The Azure CNI plugin enables collaboration between containers and Azure virtual networks (VNets). Using Azure CNI in a Kubernetes cluster allows pods to be assigned IP addresses from an Azure virtual network. The pod can then communicate on that virtual network just like any other device. It can connect to other pods, peered networks, on-premises networks using a VPN or ExpressRoute, or to other Azure services using Private Link.

Aside from the traditional Azure CNI plugin, Azure Kubernetes Service (AKS) supports the following CNI plugins:

Plugin Description When to use
Azure CNI Overlay Cluster nodes are deployed into an Azure virtual network subnet. Pods are assigned IP addresses from a private CIDR (Classless Inter-Domain Routing) logically different from the virtual network hosting the nodes. Pod and node traffic within the cluster use an Overlay network. NAT uses the node's IP address to reach resources outside of the cluster. • You want to scale to a large number of pods, but the IP address space in your virtual network is limited.
• Most of the pod communication is within the cluster.
• You don't need advanced AKS features, such as virtual nodes.
Azure CNI Powered by Cilium Combines the Azure CNI control plane with the Cilium data plane. Cilium enforces network policies to allow or deny traffic between pods, so you don't need to use a separate network policy engine. You can choose between two different methods for assigning pod IPs: via an overlay network or a virtual network. • You need support for larger clusters.
• You want faster service routing, more efficient network policy enforcement, and better observability of cluster traffic.
• You want to use the functionalities of the traditional Azure CNI and Azure CNI Overlay plugins with high-performance networking and security.
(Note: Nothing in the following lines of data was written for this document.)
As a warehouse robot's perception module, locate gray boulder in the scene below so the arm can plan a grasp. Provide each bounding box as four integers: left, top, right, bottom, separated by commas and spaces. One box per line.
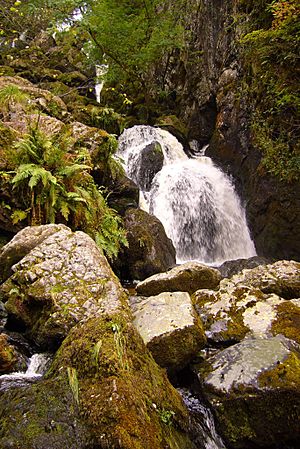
193, 282, 300, 344
0, 225, 126, 349
222, 260, 300, 299
0, 224, 68, 282
136, 262, 221, 296
199, 335, 300, 449
218, 256, 271, 278
133, 292, 206, 371
114, 208, 176, 280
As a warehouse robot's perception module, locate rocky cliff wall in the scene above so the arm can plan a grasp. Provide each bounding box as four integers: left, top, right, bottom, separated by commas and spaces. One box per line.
173, 0, 300, 260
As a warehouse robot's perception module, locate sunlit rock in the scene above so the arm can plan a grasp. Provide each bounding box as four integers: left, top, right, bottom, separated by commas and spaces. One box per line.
134, 292, 206, 370
136, 262, 221, 296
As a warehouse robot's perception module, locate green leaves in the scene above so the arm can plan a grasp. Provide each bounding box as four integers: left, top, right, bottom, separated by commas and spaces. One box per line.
9, 128, 127, 258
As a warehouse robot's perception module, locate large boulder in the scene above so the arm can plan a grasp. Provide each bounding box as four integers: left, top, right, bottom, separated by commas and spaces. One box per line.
136, 262, 221, 296
0, 224, 68, 282
133, 292, 206, 371
0, 228, 195, 449
193, 286, 300, 344
46, 314, 195, 449
222, 260, 300, 299
115, 208, 176, 280
0, 378, 99, 449
199, 335, 300, 449
0, 225, 126, 348
218, 256, 272, 278
193, 261, 300, 344
129, 141, 164, 192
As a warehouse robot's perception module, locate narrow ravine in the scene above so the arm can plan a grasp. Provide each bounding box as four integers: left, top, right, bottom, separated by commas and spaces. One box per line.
119, 126, 256, 265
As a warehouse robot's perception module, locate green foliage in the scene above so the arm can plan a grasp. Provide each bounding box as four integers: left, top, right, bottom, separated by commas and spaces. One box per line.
158, 409, 175, 426
6, 127, 127, 258
241, 0, 300, 182
0, 84, 29, 116
67, 366, 79, 405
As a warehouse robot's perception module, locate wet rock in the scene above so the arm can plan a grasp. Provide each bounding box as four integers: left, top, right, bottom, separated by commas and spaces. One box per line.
193, 286, 300, 344
132, 141, 164, 192
107, 172, 140, 215
0, 378, 99, 449
199, 335, 300, 449
218, 256, 271, 278
136, 262, 221, 296
0, 334, 17, 374
134, 292, 206, 371
0, 224, 68, 282
51, 314, 195, 449
227, 260, 300, 299
0, 225, 126, 349
115, 208, 176, 280
193, 261, 300, 343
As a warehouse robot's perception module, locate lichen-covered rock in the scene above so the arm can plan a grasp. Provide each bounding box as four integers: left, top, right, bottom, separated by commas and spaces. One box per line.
136, 262, 221, 296
51, 314, 195, 449
116, 208, 176, 280
0, 334, 18, 374
133, 292, 206, 371
193, 282, 300, 344
224, 260, 300, 299
107, 175, 140, 215
0, 224, 68, 282
218, 256, 271, 278
199, 335, 300, 449
0, 225, 126, 348
129, 141, 164, 192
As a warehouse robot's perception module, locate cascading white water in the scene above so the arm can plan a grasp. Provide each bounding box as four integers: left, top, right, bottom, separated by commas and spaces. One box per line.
119, 126, 256, 264
0, 353, 50, 391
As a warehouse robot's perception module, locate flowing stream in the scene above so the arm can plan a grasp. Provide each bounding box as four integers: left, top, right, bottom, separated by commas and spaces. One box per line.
118, 125, 256, 265
0, 353, 50, 391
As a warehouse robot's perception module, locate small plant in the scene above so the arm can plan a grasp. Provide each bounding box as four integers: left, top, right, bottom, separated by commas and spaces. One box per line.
0, 84, 29, 119
67, 366, 79, 405
111, 323, 129, 370
92, 340, 102, 370
158, 408, 175, 426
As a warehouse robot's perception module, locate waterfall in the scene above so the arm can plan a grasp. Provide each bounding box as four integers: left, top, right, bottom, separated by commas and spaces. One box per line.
0, 353, 50, 391
118, 126, 256, 264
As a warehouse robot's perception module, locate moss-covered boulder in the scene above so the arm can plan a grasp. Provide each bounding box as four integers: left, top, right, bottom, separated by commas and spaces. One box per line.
0, 374, 96, 449
221, 260, 300, 299
193, 283, 300, 344
218, 256, 272, 278
0, 224, 68, 282
192, 261, 300, 344
116, 208, 176, 280
0, 225, 126, 348
0, 334, 18, 374
199, 335, 300, 449
133, 292, 206, 371
51, 313, 194, 449
136, 262, 221, 296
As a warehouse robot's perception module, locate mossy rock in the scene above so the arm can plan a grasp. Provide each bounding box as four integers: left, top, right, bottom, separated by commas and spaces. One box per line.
51, 314, 193, 449
0, 373, 95, 449
116, 208, 175, 280
0, 225, 127, 349
136, 262, 221, 296
199, 336, 300, 449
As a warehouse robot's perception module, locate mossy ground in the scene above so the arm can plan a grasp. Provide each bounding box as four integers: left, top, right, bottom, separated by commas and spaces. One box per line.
51, 314, 190, 449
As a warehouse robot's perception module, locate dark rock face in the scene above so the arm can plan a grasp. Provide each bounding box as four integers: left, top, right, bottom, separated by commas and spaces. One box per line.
108, 172, 140, 215
199, 335, 300, 449
115, 208, 176, 280
0, 380, 99, 449
135, 141, 164, 192
169, 0, 300, 260
218, 256, 271, 278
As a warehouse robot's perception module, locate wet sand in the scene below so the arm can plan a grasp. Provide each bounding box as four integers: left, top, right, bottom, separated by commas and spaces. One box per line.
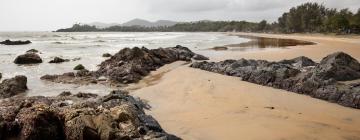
133, 34, 360, 140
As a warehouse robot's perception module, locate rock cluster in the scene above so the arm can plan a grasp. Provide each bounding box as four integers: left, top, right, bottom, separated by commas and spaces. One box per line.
41, 45, 206, 84
0, 75, 27, 99
0, 40, 31, 45
0, 91, 179, 140
191, 52, 360, 108
102, 53, 111, 57
49, 57, 70, 63
14, 53, 42, 64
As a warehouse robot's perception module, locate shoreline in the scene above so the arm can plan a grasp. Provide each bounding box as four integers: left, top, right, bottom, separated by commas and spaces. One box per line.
131, 33, 360, 139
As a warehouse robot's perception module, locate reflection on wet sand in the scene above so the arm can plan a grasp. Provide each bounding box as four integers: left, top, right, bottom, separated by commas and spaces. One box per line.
211, 35, 316, 51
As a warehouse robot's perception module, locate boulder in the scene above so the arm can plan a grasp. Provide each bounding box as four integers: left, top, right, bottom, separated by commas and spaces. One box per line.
103, 53, 111, 57
49, 57, 70, 63
0, 40, 31, 45
190, 52, 360, 108
0, 91, 180, 140
42, 45, 205, 86
26, 49, 39, 53
26, 49, 39, 53
279, 56, 316, 68
313, 52, 360, 81
14, 53, 42, 64
74, 64, 85, 70
193, 54, 209, 60
0, 75, 28, 98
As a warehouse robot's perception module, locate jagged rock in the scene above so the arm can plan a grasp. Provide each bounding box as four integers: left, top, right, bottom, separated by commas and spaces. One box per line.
0, 75, 27, 98
0, 40, 31, 45
26, 49, 39, 53
42, 45, 204, 84
49, 57, 70, 63
103, 53, 111, 57
14, 53, 42, 64
193, 54, 209, 60
191, 52, 360, 108
279, 56, 316, 68
314, 52, 360, 81
74, 64, 85, 70
0, 91, 180, 140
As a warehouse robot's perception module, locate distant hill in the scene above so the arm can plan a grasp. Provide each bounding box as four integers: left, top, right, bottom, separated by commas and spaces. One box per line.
122, 19, 177, 27
88, 19, 178, 28
88, 22, 120, 28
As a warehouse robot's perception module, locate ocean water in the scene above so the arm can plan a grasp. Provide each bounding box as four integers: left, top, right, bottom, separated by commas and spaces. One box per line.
0, 32, 248, 96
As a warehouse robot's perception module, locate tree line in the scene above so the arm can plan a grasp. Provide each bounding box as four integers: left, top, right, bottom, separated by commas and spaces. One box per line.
57, 2, 360, 34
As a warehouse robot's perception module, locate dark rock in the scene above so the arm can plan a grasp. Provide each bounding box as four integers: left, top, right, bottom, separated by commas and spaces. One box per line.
59, 91, 71, 96
74, 64, 85, 70
42, 45, 204, 84
0, 40, 31, 45
314, 52, 360, 81
191, 52, 360, 108
49, 57, 70, 63
211, 47, 228, 51
74, 92, 98, 98
26, 49, 39, 53
103, 53, 111, 57
279, 56, 316, 68
0, 75, 27, 98
0, 91, 180, 140
14, 53, 42, 64
193, 54, 209, 60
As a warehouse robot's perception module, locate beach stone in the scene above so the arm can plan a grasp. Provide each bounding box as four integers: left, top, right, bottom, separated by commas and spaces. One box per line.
0, 40, 31, 45
41, 45, 205, 86
26, 49, 39, 53
0, 75, 28, 98
102, 53, 111, 57
190, 52, 360, 108
193, 54, 209, 60
0, 91, 180, 140
74, 64, 85, 70
14, 53, 42, 64
279, 56, 316, 68
314, 52, 360, 81
49, 57, 70, 63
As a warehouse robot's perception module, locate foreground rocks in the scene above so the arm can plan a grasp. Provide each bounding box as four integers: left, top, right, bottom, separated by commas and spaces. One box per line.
0, 91, 179, 140
14, 53, 42, 64
191, 52, 360, 108
41, 45, 206, 84
0, 40, 31, 45
49, 57, 70, 63
0, 75, 28, 99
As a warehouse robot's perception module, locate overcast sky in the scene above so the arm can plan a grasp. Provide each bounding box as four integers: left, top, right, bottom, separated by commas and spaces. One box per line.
0, 0, 360, 31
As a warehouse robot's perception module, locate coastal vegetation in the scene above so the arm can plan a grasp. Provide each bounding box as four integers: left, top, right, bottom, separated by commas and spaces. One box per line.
57, 2, 360, 34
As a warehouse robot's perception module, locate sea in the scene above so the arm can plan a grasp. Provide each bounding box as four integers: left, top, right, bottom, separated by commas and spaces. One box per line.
0, 32, 249, 96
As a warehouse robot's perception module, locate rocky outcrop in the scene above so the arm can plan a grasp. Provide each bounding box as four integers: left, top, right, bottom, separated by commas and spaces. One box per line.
26, 49, 39, 53
42, 45, 204, 84
0, 40, 31, 45
103, 53, 112, 57
191, 52, 360, 108
49, 57, 70, 63
0, 91, 179, 140
314, 52, 360, 81
193, 54, 209, 60
0, 75, 27, 99
14, 53, 42, 64
74, 64, 85, 70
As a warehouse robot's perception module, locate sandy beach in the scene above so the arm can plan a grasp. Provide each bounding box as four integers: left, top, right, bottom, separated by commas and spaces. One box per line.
129, 33, 360, 140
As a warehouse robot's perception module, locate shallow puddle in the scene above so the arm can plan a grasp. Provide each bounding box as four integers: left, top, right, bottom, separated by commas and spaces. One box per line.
211, 35, 316, 51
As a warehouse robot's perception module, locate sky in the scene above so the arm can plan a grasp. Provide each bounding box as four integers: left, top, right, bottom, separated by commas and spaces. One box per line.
0, 0, 360, 31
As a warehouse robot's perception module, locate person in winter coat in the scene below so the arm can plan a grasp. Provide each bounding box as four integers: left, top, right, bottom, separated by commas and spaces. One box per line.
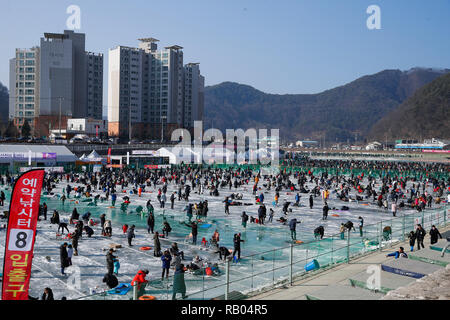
170, 192, 175, 209
163, 218, 172, 238
289, 218, 298, 241
322, 202, 330, 220
269, 208, 275, 222
416, 224, 427, 250
172, 264, 187, 300
104, 220, 112, 237
67, 244, 73, 266
131, 269, 148, 297
100, 213, 106, 236
358, 216, 364, 237
103, 273, 119, 289
430, 225, 442, 244
314, 226, 325, 239
50, 210, 60, 225
386, 247, 408, 259
161, 250, 172, 280
72, 232, 80, 256
153, 231, 161, 257
59, 242, 69, 275
147, 212, 155, 234
169, 242, 184, 260
83, 226, 94, 238
241, 211, 248, 229
170, 253, 181, 270
127, 224, 136, 247
408, 231, 416, 252
70, 208, 80, 224
233, 233, 245, 260
216, 247, 231, 261
191, 221, 198, 245
258, 206, 264, 224
41, 287, 55, 300
339, 223, 345, 240
106, 248, 117, 274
Azure CNI for dynamic allocation of IPs and enhanced subnet support Uses the functionalities of the traditional Azure CNI plugin and extends upon them to allocate pod IPs from subnets separate from the subnet hosting the AKS cluster. IPs are dynamically allocated to cluster pods from the pod subnet. Node and pod subnets can be scaled independently and share pod subnets across multiple node pools or clusters in the same virtual network. Since pods have a separate subnet, you can configure separate virtual network policies for them that differ from the node policies. • You want the flexibility to scale node and pod subnets independently.
• You need support for larger clusters without sacrificing performance.
• You want to configure separate virtual network policies for pods.
Bring your own (BYO) CNI AKS clusters are deployed without a preinstalled CNI plugin. From there, you can install your preferred Azure supported non-Microsoft CNI plugin. See Networking concepts for applications in Azure Kubernetes Service (AKS). Keep in mind that Microsoft support can't assist with CNI-related issues in clusters deployed with BYO CNI. • You want to use the same CNI plugin in AKS that you use in your on-premises Kubernetes environment.
• You want to use advanced functionalities available in the supported non-Microsoft plugins.